The reference made in the last portion of the judgment of the Appellate Court below where there is a reference of property lot C is made, same be treated as a lot E. (2) It is hereby declared that the plaintiff/appellant has one half share in the properties at lot “A” in addition to properties at lot “C” and “D”. (3) The judgment and decree passed by the learned First Appellate Court dated 22.07.1998 in Regular Civil Appeal No.24/1993 is modified to the aforesaid extent and with the aforesaid clarification. (4) The Trial Court is hereby directed to take necessary measure for sending the copy of this judgment and decree to the learned Collector for actual partition of suit properties at lot “A”, “C” and “D” by metes and bounds. The Trial Court shall also appoint Receiver for taking account of mesne profit and disturbing the same amongst the parties.
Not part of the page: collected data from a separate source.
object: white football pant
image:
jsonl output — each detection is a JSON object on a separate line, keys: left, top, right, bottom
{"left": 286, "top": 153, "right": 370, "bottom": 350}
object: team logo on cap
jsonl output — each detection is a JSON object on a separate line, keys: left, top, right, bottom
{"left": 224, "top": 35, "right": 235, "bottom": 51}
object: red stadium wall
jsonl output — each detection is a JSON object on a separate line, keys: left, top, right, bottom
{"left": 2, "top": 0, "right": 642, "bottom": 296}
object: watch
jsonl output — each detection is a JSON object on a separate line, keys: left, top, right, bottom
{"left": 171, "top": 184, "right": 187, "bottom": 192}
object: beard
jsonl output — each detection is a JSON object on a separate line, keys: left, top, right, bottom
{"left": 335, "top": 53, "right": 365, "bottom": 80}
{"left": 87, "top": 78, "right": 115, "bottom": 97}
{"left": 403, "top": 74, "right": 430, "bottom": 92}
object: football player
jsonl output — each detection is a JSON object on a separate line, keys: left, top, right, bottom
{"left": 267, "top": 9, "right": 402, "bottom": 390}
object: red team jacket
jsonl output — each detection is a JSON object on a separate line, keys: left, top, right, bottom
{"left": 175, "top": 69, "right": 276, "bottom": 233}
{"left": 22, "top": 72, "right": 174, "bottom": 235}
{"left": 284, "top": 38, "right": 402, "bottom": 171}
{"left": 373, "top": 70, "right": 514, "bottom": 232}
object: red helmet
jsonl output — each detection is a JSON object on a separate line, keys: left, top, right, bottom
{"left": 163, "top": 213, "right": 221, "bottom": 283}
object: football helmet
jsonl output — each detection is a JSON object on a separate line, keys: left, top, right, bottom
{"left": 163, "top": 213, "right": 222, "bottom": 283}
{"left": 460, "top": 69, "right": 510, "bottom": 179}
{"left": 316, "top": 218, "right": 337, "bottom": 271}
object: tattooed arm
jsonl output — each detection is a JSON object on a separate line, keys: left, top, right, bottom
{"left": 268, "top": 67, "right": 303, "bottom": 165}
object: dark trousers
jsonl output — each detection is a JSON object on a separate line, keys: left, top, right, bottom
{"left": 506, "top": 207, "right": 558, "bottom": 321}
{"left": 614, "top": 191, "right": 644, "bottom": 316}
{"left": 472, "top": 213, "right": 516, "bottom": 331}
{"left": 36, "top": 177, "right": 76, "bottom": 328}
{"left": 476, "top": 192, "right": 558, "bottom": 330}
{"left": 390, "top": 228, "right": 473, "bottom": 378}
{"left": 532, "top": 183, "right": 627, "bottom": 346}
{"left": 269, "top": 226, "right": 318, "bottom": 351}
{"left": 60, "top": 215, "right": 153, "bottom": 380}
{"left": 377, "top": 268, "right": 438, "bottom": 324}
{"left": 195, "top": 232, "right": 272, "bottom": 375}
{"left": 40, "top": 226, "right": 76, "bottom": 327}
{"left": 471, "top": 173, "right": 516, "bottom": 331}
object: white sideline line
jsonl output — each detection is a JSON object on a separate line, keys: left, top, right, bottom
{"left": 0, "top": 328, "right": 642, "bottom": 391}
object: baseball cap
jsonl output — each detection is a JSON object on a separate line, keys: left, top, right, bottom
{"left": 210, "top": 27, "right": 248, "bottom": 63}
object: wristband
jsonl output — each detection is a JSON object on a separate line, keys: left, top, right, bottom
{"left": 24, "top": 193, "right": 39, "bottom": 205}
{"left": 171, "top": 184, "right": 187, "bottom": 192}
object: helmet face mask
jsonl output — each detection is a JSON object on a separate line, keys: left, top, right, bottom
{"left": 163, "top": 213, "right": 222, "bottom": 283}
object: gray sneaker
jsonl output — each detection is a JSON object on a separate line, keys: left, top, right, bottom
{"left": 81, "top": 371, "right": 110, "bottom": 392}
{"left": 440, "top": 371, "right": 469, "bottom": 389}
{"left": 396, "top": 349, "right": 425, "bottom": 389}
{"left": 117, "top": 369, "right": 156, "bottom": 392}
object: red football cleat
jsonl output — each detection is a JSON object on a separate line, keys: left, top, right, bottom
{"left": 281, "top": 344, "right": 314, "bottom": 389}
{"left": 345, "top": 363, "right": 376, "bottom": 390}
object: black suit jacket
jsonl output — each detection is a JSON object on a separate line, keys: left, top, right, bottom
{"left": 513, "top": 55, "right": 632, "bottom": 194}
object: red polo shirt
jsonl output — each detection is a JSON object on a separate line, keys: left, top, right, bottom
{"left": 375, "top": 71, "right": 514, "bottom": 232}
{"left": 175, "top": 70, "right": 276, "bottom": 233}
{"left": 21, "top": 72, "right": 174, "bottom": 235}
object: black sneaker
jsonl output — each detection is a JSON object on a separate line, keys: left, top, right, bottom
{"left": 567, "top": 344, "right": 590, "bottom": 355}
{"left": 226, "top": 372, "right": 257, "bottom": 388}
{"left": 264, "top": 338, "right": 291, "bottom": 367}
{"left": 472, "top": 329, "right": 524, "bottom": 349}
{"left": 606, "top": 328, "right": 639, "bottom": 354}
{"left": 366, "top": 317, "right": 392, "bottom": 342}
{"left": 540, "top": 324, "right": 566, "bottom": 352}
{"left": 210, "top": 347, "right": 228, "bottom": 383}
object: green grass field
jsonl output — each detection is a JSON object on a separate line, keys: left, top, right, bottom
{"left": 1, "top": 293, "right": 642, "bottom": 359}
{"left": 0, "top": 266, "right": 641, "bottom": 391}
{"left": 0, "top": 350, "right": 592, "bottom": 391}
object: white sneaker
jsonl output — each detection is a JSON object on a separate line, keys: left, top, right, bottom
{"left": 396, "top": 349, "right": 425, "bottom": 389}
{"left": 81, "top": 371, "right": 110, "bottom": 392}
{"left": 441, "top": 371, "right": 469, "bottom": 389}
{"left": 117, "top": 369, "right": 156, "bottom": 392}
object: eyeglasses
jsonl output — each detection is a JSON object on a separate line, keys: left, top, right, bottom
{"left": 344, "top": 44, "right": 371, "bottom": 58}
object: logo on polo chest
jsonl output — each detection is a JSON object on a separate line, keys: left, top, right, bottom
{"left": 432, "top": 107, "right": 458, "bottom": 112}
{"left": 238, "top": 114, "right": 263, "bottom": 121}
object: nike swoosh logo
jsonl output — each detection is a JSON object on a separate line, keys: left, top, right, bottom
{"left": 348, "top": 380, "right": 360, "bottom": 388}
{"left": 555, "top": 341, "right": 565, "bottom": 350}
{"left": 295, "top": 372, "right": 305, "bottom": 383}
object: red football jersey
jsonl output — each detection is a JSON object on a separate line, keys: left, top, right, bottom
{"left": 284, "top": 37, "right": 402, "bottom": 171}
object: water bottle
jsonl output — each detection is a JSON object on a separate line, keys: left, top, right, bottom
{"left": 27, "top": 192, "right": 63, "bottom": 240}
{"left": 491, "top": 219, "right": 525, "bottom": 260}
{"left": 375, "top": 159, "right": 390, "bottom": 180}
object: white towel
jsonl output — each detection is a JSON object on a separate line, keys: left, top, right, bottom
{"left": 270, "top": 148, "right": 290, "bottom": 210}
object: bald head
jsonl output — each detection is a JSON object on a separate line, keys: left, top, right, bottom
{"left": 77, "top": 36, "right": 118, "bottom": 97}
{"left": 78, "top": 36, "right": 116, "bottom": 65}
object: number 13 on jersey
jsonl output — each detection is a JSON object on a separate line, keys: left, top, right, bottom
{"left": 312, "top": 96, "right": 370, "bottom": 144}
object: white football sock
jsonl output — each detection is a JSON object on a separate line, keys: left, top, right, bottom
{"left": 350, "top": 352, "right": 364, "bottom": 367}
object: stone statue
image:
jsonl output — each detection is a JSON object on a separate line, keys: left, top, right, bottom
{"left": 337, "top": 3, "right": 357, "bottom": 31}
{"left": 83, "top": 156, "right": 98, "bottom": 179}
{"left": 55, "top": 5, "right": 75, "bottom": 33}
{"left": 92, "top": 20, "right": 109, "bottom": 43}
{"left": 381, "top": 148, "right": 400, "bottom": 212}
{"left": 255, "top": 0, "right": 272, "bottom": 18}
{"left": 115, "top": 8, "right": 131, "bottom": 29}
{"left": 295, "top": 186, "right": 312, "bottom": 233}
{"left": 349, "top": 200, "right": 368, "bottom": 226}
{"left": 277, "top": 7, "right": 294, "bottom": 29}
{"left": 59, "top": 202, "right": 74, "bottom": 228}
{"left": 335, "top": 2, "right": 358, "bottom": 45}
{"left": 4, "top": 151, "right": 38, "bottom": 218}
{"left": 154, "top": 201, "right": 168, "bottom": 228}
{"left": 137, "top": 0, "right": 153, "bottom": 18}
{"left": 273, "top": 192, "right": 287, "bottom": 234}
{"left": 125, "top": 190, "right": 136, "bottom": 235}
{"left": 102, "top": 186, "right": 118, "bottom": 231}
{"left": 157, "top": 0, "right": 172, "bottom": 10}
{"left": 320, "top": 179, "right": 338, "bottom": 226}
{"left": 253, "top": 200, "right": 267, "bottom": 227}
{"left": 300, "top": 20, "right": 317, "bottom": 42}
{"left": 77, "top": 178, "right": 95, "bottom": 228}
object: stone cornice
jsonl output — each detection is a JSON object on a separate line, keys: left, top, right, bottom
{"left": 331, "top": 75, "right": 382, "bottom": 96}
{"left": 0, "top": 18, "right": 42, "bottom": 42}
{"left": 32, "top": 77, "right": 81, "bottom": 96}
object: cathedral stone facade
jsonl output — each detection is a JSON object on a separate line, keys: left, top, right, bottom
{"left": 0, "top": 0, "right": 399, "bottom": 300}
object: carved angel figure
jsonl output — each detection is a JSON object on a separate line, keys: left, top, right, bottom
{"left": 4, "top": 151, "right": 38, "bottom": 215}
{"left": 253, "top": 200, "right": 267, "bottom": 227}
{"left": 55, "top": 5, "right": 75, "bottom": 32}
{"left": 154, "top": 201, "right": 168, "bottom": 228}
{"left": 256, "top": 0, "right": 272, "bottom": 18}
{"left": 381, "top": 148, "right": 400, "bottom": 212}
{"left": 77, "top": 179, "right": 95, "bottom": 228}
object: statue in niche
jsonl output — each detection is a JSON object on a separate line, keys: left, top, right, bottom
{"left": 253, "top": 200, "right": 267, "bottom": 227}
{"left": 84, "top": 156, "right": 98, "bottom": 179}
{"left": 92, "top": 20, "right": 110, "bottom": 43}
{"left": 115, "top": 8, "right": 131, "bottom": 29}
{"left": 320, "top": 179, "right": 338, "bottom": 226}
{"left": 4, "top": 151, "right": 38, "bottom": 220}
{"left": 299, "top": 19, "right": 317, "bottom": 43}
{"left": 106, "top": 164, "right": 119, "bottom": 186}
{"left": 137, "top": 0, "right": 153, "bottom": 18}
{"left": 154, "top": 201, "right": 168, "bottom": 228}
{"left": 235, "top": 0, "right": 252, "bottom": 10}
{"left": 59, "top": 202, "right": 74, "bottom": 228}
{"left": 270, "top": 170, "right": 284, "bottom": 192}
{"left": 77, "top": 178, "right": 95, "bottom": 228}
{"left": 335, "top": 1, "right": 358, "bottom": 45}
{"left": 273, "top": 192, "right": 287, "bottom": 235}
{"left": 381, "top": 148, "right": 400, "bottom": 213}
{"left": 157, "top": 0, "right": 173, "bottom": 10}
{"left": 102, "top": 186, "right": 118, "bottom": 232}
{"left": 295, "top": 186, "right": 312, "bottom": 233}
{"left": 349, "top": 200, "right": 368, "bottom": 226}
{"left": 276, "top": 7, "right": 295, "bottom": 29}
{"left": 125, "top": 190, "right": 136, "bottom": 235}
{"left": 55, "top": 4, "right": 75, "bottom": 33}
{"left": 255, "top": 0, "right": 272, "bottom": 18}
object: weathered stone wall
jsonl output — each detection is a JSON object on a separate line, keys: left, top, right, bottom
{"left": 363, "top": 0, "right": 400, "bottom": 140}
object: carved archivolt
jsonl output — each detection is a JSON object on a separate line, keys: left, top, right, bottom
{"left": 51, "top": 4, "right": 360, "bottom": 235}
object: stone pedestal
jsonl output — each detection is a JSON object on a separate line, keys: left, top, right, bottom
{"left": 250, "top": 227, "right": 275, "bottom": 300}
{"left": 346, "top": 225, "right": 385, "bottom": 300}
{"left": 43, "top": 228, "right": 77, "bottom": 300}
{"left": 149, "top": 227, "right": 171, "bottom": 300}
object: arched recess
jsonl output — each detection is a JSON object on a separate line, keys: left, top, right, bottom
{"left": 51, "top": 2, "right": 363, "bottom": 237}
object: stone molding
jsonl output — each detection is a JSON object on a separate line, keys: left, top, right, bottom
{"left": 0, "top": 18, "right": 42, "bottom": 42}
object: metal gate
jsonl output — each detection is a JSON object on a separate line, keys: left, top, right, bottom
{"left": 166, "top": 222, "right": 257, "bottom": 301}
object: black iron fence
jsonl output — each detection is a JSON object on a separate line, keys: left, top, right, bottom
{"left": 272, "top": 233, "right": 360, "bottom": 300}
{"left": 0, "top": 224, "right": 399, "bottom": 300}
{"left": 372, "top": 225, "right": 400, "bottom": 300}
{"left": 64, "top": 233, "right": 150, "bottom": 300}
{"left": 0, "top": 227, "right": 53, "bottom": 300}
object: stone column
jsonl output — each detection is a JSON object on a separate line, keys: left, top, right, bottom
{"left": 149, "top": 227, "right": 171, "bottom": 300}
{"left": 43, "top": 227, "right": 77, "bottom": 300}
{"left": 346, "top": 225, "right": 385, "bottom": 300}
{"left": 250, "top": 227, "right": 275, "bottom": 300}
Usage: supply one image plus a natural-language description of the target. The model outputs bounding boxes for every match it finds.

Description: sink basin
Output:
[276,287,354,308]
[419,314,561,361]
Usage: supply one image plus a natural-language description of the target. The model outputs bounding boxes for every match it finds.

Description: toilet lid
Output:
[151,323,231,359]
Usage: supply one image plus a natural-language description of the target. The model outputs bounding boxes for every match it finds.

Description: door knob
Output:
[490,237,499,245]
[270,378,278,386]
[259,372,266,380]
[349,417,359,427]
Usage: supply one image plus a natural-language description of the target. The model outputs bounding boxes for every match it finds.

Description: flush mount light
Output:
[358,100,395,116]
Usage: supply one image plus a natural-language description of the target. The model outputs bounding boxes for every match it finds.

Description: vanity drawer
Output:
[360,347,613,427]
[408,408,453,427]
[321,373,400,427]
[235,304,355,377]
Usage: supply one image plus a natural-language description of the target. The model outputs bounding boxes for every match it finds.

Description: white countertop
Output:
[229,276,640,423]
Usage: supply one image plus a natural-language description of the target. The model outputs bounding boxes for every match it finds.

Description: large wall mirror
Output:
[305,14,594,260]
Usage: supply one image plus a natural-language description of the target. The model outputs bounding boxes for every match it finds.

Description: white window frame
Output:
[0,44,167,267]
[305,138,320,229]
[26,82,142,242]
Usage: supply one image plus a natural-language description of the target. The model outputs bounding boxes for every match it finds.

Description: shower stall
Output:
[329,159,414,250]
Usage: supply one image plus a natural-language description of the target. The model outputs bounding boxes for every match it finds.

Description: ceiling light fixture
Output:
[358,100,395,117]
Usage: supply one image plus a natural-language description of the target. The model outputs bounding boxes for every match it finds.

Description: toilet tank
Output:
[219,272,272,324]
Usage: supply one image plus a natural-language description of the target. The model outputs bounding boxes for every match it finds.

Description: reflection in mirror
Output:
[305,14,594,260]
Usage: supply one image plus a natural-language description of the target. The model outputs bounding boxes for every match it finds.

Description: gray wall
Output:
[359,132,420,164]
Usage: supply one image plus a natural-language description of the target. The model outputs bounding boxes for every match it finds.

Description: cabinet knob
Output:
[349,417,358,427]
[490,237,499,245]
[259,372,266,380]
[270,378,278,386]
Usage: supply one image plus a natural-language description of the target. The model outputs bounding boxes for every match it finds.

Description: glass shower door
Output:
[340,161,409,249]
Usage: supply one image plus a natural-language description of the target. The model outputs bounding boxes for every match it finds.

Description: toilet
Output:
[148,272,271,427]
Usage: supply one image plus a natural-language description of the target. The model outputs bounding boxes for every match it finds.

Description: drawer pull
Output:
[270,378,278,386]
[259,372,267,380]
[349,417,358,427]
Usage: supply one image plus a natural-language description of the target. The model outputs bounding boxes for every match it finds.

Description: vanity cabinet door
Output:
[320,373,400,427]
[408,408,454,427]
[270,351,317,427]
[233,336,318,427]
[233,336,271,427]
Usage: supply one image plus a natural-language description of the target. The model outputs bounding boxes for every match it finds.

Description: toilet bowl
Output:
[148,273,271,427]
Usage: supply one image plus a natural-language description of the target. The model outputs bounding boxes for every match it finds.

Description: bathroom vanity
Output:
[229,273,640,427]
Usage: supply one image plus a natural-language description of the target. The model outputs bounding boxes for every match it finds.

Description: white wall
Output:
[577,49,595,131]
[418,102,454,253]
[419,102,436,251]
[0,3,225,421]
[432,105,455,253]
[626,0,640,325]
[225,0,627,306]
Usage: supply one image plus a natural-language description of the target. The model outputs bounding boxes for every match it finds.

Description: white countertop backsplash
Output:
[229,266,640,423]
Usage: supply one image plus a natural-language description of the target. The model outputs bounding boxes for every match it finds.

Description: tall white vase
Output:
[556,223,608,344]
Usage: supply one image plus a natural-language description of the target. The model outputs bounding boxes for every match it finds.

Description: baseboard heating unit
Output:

The Trial Court may fix the amount for remuneration of the Receiver. (5) The appellant-plaintiff will be entitled to take necessary recourse, in accordance with law, for getting possession of house bearing No.1/59. (6) Parties are directed to bear their own costs. Decree to be drawn accordingly in the present Appeal. (7) Along with the copy of this judgment and decree, R and P be sent back to the learned Trial Court.